The CARES Act provides for fully forgivable Paycheck Protection Program (“PPP”) loans to qualifying businesses. On June 1, 2020, after roughly two months of operating the PPP, the SBA finally promulgated both (1) Forgiveness Requirements and (2) Review Procedures.¹ PPP Loan Forgiveness Requirements, 85 Fed. Reg. 33004 (to be codified at 13 C.F.R. Pt. 120) (“Forgiveness Requirements”); Paycheck Protection Program-SBA Loan Review Procedures and Related Borrower and Lender Responsibilities, 85 Fed. Reg. 33010 (to be codified at 13 C.F.R. Pt. 120) (“Review Procedures”). The Rules are effective immediately, despite a two-month delay in their promulgation. Both Rules contain identical language noting that “[a]n immediate effective date also is necessary for PPP lenders who generally will make the loan forgiveness determinations as provided in the CARES Act.” Forgiveness Requirements at 33005, Review Procedures at 33011.
The Forgiveness Requirements provide that the borrower must submit a Loan Forgiveness Application (“LFA”) to the lender, which is in turn reviewed by the lender for a decision on loan forgiveness. Id. at 33005. The lender has 60 days from receipt of the LFA to issue a decision on loan forgiveness to the SBA. Id. If the lender denies the loan forgiveness application, the borrower may request review by the SBA. Review Procedures at 33013. The lender must request payment from the SBA at the time it issues its decision to the SBA. Forgiveness Requirements, id. at 33005. The SBA may then review the loan and loan application and must then pay the lender the forgiveness amount within 90 days. Id. at 33005. Thus, the forgiveness process can take up to 5 months to complete. Id. The recently passed Paycheck Protection Program Flexibility Act (“PPPFA”) extends deferment of any payments on a PPP loan until the time that any forgiveness payment is remitted to the lender. Section 3(c), to be codified at 15 U.S.C. § 636(a)(36)(M)(ii)(II).

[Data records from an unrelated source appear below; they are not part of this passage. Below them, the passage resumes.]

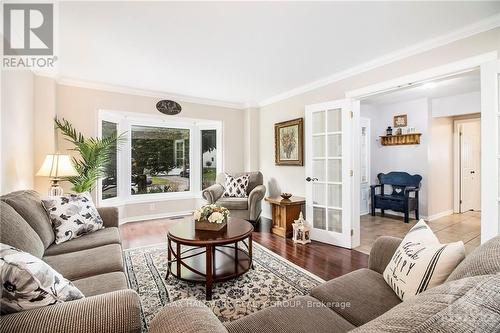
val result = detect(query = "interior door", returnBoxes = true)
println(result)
[360,118,370,215]
[305,100,352,248]
[460,120,481,212]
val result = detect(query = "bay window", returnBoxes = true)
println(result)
[98,110,222,204]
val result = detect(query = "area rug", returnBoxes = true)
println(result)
[124,242,324,332]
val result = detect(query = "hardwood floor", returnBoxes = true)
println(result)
[355,211,481,255]
[120,216,368,281]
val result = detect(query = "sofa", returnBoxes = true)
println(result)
[148,235,500,333]
[202,172,266,223]
[0,190,141,333]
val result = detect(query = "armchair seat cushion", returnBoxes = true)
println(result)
[44,227,121,256]
[310,268,401,326]
[217,198,248,210]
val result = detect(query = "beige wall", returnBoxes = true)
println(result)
[259,28,500,218]
[1,71,35,194]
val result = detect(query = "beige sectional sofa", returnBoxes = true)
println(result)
[149,235,500,333]
[0,190,141,333]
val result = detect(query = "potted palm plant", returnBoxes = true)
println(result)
[55,118,125,193]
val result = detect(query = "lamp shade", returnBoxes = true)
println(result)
[36,154,79,178]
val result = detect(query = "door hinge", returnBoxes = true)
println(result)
[349,170,353,177]
[460,199,463,204]
[351,229,354,236]
[350,111,354,119]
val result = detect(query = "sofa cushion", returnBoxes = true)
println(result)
[1,190,55,248]
[72,272,128,297]
[44,227,121,256]
[225,295,355,333]
[0,202,45,258]
[383,220,465,301]
[218,198,248,210]
[310,268,401,327]
[447,235,500,281]
[0,244,84,314]
[223,174,250,198]
[41,193,104,244]
[351,274,500,333]
[43,244,123,280]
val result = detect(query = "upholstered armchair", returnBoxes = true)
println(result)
[202,172,266,223]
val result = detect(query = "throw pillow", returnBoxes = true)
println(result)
[41,192,104,244]
[223,174,250,198]
[0,243,84,314]
[383,220,465,301]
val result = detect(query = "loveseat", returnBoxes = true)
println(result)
[0,190,141,333]
[148,235,500,333]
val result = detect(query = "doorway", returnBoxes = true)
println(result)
[455,118,481,213]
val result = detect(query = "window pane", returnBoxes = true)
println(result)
[131,125,190,195]
[201,129,217,189]
[102,121,118,200]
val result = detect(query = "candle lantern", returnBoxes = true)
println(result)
[292,212,311,245]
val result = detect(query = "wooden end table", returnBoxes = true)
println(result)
[265,196,305,238]
[166,217,254,300]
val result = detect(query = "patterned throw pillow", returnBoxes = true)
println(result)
[223,174,250,198]
[0,244,84,314]
[42,193,104,244]
[383,220,465,301]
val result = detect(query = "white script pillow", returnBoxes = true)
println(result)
[42,192,104,244]
[383,220,465,301]
[0,244,84,314]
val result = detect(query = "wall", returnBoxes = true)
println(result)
[431,91,480,117]
[361,98,430,217]
[1,71,35,194]
[259,27,499,219]
[55,83,246,221]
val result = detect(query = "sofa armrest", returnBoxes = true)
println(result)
[202,184,224,204]
[0,290,141,333]
[97,207,119,228]
[368,236,402,274]
[248,184,266,221]
[149,300,228,333]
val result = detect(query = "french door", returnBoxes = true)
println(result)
[305,99,352,248]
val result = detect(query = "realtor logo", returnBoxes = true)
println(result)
[4,3,53,55]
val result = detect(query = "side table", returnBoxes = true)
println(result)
[264,196,305,238]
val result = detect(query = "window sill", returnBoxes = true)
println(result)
[98,191,204,207]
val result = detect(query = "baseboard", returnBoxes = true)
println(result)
[426,210,454,222]
[119,210,193,224]
[371,210,428,221]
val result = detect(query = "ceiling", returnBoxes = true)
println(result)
[58,2,500,107]
[363,70,481,105]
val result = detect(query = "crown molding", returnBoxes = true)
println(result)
[258,13,500,107]
[56,77,246,110]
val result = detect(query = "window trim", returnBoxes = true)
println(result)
[97,110,223,206]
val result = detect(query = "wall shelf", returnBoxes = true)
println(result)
[380,133,421,146]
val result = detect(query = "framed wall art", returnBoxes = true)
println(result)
[274,118,304,166]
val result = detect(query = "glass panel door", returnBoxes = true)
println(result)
[306,100,352,248]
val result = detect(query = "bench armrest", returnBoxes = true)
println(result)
[368,236,402,274]
[404,186,419,193]
[149,300,228,333]
[369,184,382,189]
[97,206,119,228]
[0,290,141,333]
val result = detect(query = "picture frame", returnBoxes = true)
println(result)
[394,114,407,128]
[275,118,304,166]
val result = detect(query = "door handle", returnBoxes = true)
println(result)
[306,177,319,182]
[470,171,475,174]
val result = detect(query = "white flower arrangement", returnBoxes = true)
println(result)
[193,204,230,224]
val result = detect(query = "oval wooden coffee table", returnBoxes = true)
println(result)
[166,217,254,300]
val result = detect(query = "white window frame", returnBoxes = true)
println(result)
[97,110,223,206]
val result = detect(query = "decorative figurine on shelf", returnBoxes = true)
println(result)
[292,212,311,245]
[386,126,393,136]
[396,127,402,135]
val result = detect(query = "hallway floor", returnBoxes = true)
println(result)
[355,211,480,255]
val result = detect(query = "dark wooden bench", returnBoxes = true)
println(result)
[370,171,422,223]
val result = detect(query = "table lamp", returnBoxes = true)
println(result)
[36,154,79,196]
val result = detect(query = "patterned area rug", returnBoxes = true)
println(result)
[124,242,324,332]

Importantly, the SBA reviews not only the claimed amount of the forgiveness, but also the borrower’s initial eligibility for the PPP loan. Review Procedures at 33011-012. The CARES Act’s nonrecourse provision, 15 U.S.C. § 636(a)(36)(F)(v), “limits SBA’s recourse against individual shareholders, members, or partners of a PPP borrower for nonpayment of a PPP loan only if the borrower is an eligible recipient of the loan.” Review Procedures at 33012-013. Furthermore, the borrower’s principals also lose any protections against recourse by the Government. If the SBA determines that the borrower was ineligible for the loan or that the borrower lacked an adequate basis for its certification of necessity at the time it received the loan, then the loan will not be eligible for forgiveness. Id. at 33005.² Although disputes over whether particular expenses give rise to loan forgiveness are likely, the most critical issue is whether a borrower was eligible for the PPP loan at the time it applied. An adverse ruling on loan eligibility could have ruinous consequences for a borrower who has already spent funds and structured its affairs in erroneous reliance on the PPP forgiveness provision.
If a borrower wishes to appeal the SBA’s determination that the borrower is ineligible for a PPP loan or the loan forgiveness amount claimed, then the borrower may further appeal that decision. The Review Procedures announce that the SBA will issue a “separate interim final rule addressing this [further] appeal process.” Id. at 33013. Because this loan forgiveness may be reviewed under a standard deferential to the initial determination, whether in a further agency process or in court, borrowers should be cautious about requesting, obtaining, and using PPP loans if there is any doubt about eligibility for the program.
¹Although these regulations were promulgated simultaneously, and are overlapping in their subject matter and language, they were promulgated as separate, but sequentially paginated rules in the Federal Register.
²Importantly, the SBA determines eligibility based upon the statutory and regulatory provisions in place at the time of the borrower’s loan application. Id. at 33006. This provides at least partial protection against post-hoc interpretations that narrow eligibility or place restrictions on PPP loans. However, the Government has also repeatedly extended an amnesty period for borrowers to return their loans if they determine that they are ineligible based upon the evolving guidance provided by the Government. Thus, borrowers should assume that the Government will apply new amendments and amended statutory language to previously issued loans and govern themselves accordingly.